Register and scan an Azure SQL Database

This article outlines how to register an Azure SQL Database data source in Purview and set up a scan on it.

Supported Capabilities

The Azure SQL Database data source supports the following functionality:

  • Full and incremental scans to capture metadata and classification in Azure SQL Database.

  • Lineage between data assets for ADF copy and dataflow activities.

Known limitations

  • Azure Purview doesn't support over 300 columns in the Schema tab and it will show "Additional-Columns-Truncated".

Prerequisites

  1. Create a new Purview account if you don't already have one.

  2. Networking access between the Purview account and Azure SQL Database.

Set up authentication for a scan

Authentication to scan Azure SQL Database. If you need to create new authentication, you need to authorize database access to SQL Database. There are three authentication methods that Purview supports today:

  • SQL authentication
  • Service Principal
  • Managed Identity

SQL authentication

Note

Only the server-level principal login (created by the provisioning process) or members of the loginmanager database role in the master database can create new logins. It takes about 15 minutes after granting permission, the Purview account should have the appropriate permissions to be able to scan the resource(s).

You can follow the instructions in CREATE LOGIN to create a login for Azure SQL Database if you don't have this available. You will need username and password for the next steps.

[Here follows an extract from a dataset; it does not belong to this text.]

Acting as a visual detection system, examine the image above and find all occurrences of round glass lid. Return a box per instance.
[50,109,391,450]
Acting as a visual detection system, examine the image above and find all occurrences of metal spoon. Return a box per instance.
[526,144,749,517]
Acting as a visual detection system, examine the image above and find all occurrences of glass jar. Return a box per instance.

  1. Navigate to your key vault in the Azure portal
  2. Select Settings > Secrets
  3. Select + Generate/Import and enter the Name and Value as the password from your Azure SQL Database
  4. Select Create to complete
  5. If your key vault is not connected to Purview yet, you will need to create a new key vault connection
  6. Finally, create a new credential using the username and password to setup your scan

Service principal and managed identity

There are several steps to allow Purview to use service principal or Purview's managed identity to scan your Azure SQL Database

Note

Purview will need the Application (client) ID and the client secret in order to scan.

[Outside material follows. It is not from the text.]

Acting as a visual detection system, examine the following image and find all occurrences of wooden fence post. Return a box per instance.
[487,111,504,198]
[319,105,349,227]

Create or use an existing service principal

Note

Skip this step if you are using Purview's managed identity

To use a service principal, you can use an existing one or create a new one.

Note

If you have to create a new Service Principal, please follow these steps:

  1. Navigate to the Azure portal.
  2. Select Azure Active Directory from the left-hand side menu.
  3. Select App registrations.
  4. Select + New application registration.
  5. Enter a name for the application (the service principal name).
  6. Select Accounts in this organizational directory only.
  7. For Redirect URI select Web and enter any URL you want; it doesn't have to be real or work.
  8. Then select Register.
Configure Azure AD authentication in the database account

The service principal or managed identity must have permission to get metadata for the database, schemas and tables. It must also be able to query the tables to sample for classification.

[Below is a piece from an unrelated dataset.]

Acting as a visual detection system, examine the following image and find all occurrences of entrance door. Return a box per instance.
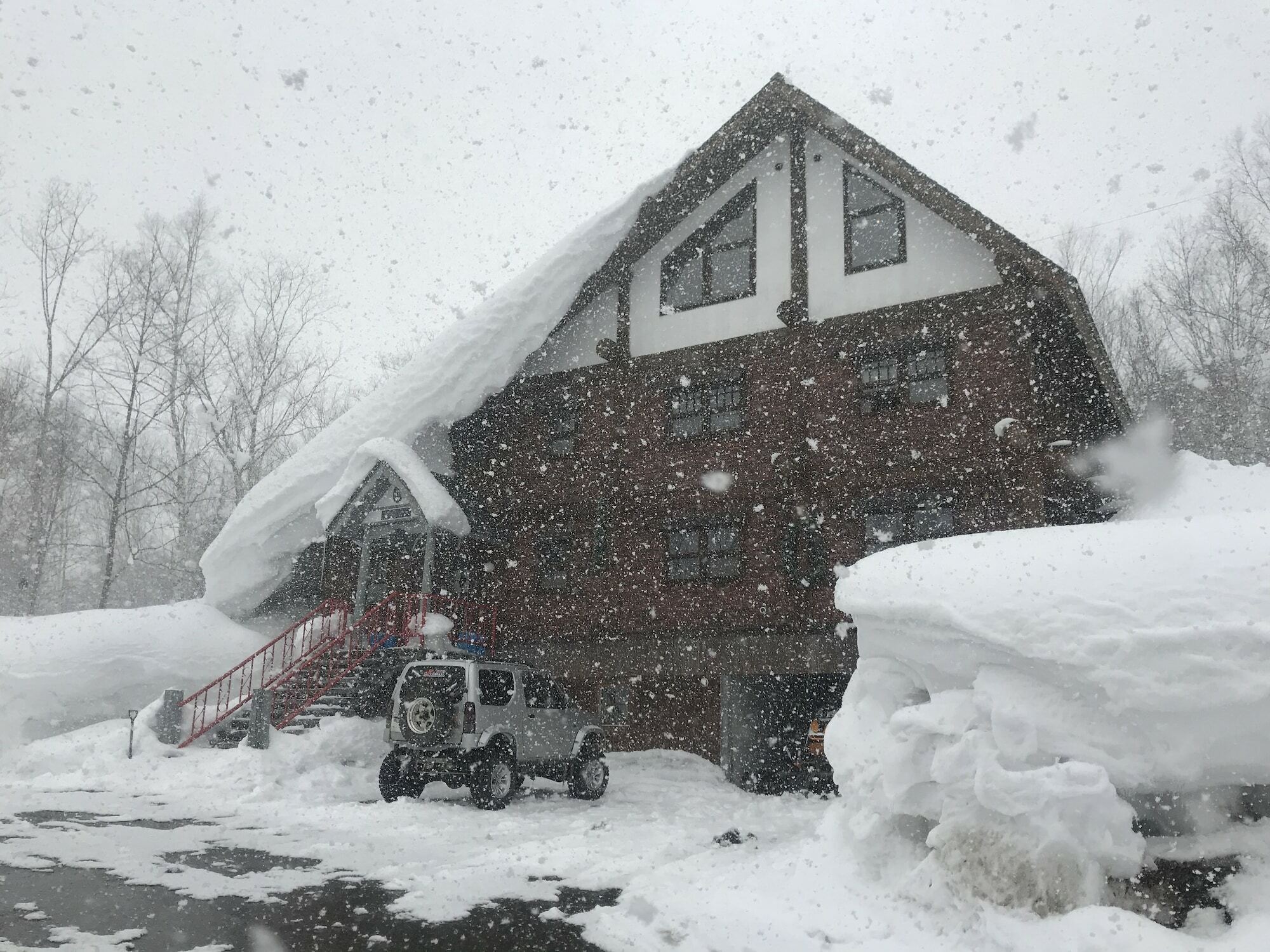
[356,526,425,617]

  • Configure and manage Azure AD authentication with Azure SQL

  • If you are using managed identity, your Purview account has its own managed identity which is basically your Purview name when you created it. You must create an Azure AD user in Azure SQL Database with the exact Purview's managed identity or your own service principal by following tutorial on Create the service principal user in Azure SQL Database. You need to assign proper permission (e.g. db_datareader) to the identity. Example SQL syntax to create user and grant permission:

    CREATE USER [Username] FROM EXTERNAL PROVIDER
    GO
    
    EXEC sp_addrolemember 'db_datareader', [Username]
    GO
    

    Note

    The Username is your own service principal or Purview's managed identity. You can read more about fixed-database roles and their capabilities.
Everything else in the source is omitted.